Comment 10 Sebastian Pipping gentoo-dev 2013-02-07 20:31:21 UTC
(In reply to comment #9)
>  2. Enable hand-written SSE4 code  (grep for ENABLE_SSE4)

- code
+ assembly code
Comment 11 Matt Turner gentoo-dev 2013-02-07 21:29:52 UTC
(In reply to comment #9)
> (In reply to comment #7)
> > The USE flags just turn on configure switches that add -msse* to your
> > CFLAGS. This is bogus, we shouldn't have USE flags for this. The users'
> > CFLAGS will turn on SSE if they have it.
> 
> The sse4 use flag does two things on freeverb3:
> 
>  1. Extend CFLAGS by "-mfpmath=sse -msse -msse2 -msse3 -msse4.1"
> 
>  2. Enable hand-written SSE4 code  (grep for ENABLE_SSE4)
> 
> So the use flag would remain to have a function, even if I patched the
> extension of CFLAGS away.  It's in the interest of upstream to keep
> extending CFLAGS this way.  I am unsure if patching that away is worth the
> trouble before we get actual bug reports with compile errors on those.  What
> do you think?

Yeah, if it turns on assembly code, we should keep the flag I think. Modifying the CFLAGS in that case is probably okay. I would ask that you name it sse41 (instead of sse4_1 like libvpx does).
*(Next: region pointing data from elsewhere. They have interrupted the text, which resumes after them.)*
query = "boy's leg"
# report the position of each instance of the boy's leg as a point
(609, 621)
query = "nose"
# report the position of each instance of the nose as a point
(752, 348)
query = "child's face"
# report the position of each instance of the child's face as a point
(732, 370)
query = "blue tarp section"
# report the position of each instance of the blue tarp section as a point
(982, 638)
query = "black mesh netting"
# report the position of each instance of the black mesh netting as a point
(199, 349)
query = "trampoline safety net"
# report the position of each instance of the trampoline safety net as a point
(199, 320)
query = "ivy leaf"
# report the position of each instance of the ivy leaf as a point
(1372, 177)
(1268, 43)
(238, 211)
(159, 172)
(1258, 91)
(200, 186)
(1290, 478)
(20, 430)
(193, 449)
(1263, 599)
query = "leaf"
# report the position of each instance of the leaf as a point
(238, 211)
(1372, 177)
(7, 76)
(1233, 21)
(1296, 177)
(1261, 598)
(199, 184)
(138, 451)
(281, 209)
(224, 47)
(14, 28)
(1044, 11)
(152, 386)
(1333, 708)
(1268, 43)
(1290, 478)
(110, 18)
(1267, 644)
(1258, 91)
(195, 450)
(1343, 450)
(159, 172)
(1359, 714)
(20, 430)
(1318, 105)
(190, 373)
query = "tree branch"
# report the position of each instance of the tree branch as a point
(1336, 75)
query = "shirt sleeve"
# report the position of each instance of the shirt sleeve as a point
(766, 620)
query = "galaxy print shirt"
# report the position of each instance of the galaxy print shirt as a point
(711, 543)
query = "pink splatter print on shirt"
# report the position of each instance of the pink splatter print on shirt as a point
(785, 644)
I'll try to get vpx to rename theirs -- some consistency across the tree would be nice.
Comment 12 Andrew Savchenko gentoo-dev 2013-03-06 18:33:34 UTC
spandsp-0.0.6_pre21 has separate configure flags for all SSE4 flavors: sse41, sse42, sse4a. These flags not only add -msse* to CFLAGS, but also control GCC intrinsics, thus they can't be replaced by CFLAGS alone.

I filed a separate bug 460570 for this.
Comment 13 Sebastian Pipping gentoo-dev 2015-02-01 23:30:38 UTC
With CPU_FLAGS_X86 and line

  $(use_enable cpu_flags_x86_sse4_1 sse4)

in tree now, I believe this is fixed.  Please re-open if needed.